KNOWLEDGEBASE - ARTICLE #936

When I use Prism 4.00 or 4.0a to fit data entered as mean, SEM (or SD) and N, the standard errors of the parameters seem too low, and the confidence intervals too narrow.

Most people enter actual replicate values into Prism, and it fits these data without problem. But Prism also lets you enter data as mean, SD (or SEM) and N. Fitting these data is trickier.

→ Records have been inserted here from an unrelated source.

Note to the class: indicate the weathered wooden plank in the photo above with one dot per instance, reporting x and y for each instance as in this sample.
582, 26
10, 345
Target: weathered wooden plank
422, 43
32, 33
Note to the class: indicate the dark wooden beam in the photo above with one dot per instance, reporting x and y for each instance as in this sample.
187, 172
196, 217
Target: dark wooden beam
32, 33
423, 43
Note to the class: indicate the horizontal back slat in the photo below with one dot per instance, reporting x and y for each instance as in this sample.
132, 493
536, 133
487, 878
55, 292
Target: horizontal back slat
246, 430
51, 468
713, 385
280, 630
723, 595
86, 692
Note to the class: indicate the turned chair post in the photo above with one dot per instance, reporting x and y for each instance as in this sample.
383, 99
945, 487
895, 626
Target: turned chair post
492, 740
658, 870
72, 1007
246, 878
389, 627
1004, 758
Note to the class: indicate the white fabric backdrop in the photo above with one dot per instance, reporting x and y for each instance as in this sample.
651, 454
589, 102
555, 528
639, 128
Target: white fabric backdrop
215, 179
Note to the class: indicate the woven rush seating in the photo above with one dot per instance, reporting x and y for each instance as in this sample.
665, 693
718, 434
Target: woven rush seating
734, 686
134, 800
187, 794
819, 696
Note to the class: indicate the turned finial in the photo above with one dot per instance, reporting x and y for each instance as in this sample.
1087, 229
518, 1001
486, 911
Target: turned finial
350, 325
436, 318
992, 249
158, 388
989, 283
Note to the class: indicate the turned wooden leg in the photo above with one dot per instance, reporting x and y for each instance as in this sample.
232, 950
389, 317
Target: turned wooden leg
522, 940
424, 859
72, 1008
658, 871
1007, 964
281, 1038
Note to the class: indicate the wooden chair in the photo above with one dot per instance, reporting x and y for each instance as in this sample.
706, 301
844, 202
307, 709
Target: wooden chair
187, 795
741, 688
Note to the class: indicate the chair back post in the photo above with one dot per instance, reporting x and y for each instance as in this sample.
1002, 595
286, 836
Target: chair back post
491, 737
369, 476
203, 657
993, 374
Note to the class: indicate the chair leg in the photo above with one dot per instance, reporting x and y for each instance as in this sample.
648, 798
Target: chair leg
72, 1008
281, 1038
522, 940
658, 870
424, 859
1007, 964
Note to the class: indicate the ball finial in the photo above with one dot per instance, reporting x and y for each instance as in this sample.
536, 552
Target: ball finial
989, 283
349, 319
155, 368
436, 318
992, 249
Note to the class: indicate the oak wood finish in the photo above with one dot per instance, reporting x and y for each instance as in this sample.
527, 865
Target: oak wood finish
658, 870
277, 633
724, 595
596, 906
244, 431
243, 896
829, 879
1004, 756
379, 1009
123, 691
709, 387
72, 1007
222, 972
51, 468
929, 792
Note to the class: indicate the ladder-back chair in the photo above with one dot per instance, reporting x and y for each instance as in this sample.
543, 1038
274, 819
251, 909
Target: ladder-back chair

Prism 3 fit the mean values, ignoring the SD (or SEM) and N. This works pretty well, but can give invalid results if the sample size N varies a lot from point to point. You'd want to give the points with higher N more weight, but Prism 3 didn't do this.

Prism 4.0 and 4.0b attempt to solve this problem by giving you (in the weighting tab) the choice to weight by N. This works properly to give you the most accurate best-fit values of the parameters. But it works by simply entering each mean into the fitting program N times. This results in a sum-of-squares that is lower than it would have been had you entered raw replicates. Accordingly, the SE of the parameters are too low and the confidence intervals too narrow.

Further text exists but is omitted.